Pasadena Mayor Victor Gordo said the city had hoped to make just under $60 million in revenue before the pandemic hit. 

“We ended up with a loss of about $12 million net,” Gordo said.

Gordo was on the Rose Bowl Stadium of Directors for 10 years before becoming mayor. He said the city would have used the lost money to make repairs and improvements.

The pavilion and box seats were renovated nearly 10 years ago, but more work is still to be done.

“Improvements for seats, improvements in the concourse, bathrooms in the concourse, about $50 million on our wish list that we’d like to see,” Gordo said.

Improvements will help with competition from new stadiums like SoFi in Inglewood. Gordo acknowledges the bowl will have to fight with other venues to book events, but he believes history is on its side.

“The granddaddy of them all. America’s stadium. It’s just a different experience,” Gordo said. “You can’t replicate it. You can’t replace it. Thirty years from now, people will say, ‘What was the name of that stadium over in Inglewood?’ But they’ll always remember the Rose Bowl.”

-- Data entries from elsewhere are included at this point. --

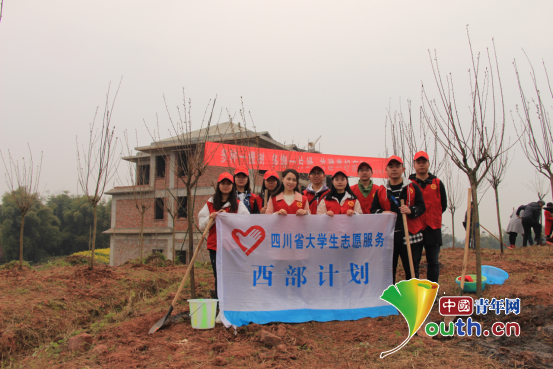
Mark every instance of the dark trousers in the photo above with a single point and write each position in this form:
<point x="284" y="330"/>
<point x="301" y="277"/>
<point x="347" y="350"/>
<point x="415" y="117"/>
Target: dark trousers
<point x="432" y="259"/>
<point x="512" y="238"/>
<point x="213" y="259"/>
<point x="529" y="224"/>
<point x="400" y="251"/>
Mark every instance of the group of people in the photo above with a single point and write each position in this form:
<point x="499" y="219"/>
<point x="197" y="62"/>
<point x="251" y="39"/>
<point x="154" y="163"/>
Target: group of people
<point x="423" y="193"/>
<point x="527" y="218"/>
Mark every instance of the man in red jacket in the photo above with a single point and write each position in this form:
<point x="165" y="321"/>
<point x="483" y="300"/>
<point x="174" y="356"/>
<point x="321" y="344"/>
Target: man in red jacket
<point x="435" y="200"/>
<point x="316" y="189"/>
<point x="365" y="188"/>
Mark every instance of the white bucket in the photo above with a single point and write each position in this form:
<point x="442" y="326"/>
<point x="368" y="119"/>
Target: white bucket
<point x="203" y="312"/>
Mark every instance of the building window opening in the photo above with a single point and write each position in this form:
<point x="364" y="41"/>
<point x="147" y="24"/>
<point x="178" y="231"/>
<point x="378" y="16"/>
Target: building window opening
<point x="160" y="166"/>
<point x="160" y="208"/>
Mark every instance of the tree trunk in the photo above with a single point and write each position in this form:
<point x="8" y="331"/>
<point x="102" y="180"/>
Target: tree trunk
<point x="476" y="230"/>
<point x="21" y="241"/>
<point x="95" y="206"/>
<point x="453" y="229"/>
<point x="190" y="210"/>
<point x="498" y="219"/>
<point x="141" y="237"/>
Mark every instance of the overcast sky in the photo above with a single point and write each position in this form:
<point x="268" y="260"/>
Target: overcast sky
<point x="303" y="68"/>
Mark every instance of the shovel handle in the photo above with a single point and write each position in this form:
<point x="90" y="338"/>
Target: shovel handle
<point x="408" y="241"/>
<point x="191" y="264"/>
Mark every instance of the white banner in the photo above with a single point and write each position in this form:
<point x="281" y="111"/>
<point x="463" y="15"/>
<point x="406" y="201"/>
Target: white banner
<point x="274" y="268"/>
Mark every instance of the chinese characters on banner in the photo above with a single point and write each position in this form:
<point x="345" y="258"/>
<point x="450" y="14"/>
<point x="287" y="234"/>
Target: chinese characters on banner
<point x="305" y="268"/>
<point x="218" y="154"/>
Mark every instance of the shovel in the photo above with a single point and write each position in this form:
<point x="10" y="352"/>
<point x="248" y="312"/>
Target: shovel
<point x="164" y="320"/>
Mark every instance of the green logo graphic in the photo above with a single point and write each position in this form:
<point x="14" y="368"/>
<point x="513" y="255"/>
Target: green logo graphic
<point x="414" y="299"/>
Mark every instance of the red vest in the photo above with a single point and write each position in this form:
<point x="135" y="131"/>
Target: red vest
<point x="548" y="222"/>
<point x="365" y="202"/>
<point x="414" y="225"/>
<point x="336" y="208"/>
<point x="314" y="204"/>
<point x="432" y="217"/>
<point x="292" y="209"/>
<point x="212" y="237"/>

Nostalgia is one of many reasons he believes people will return, he said. A two-day music festival has already been announced along with the 95th America Fest 4th of July show. Football games will return as well.

The year 2022 will mark the 100th anniversary of the bowl, and Gordo said celebrations are already in the works, along with plans to keep the bowl thriving.

“We have a responsibility to ensure that it continues for another 100 years, and we’re going to do that,” Gordo said.

The Rose Bowl, which opened in October 1922, is recognized as a National Historic Landmark and California Historic Civil Engineering Landmark.

The Rose Bowl event calendar can be found on the stadium website.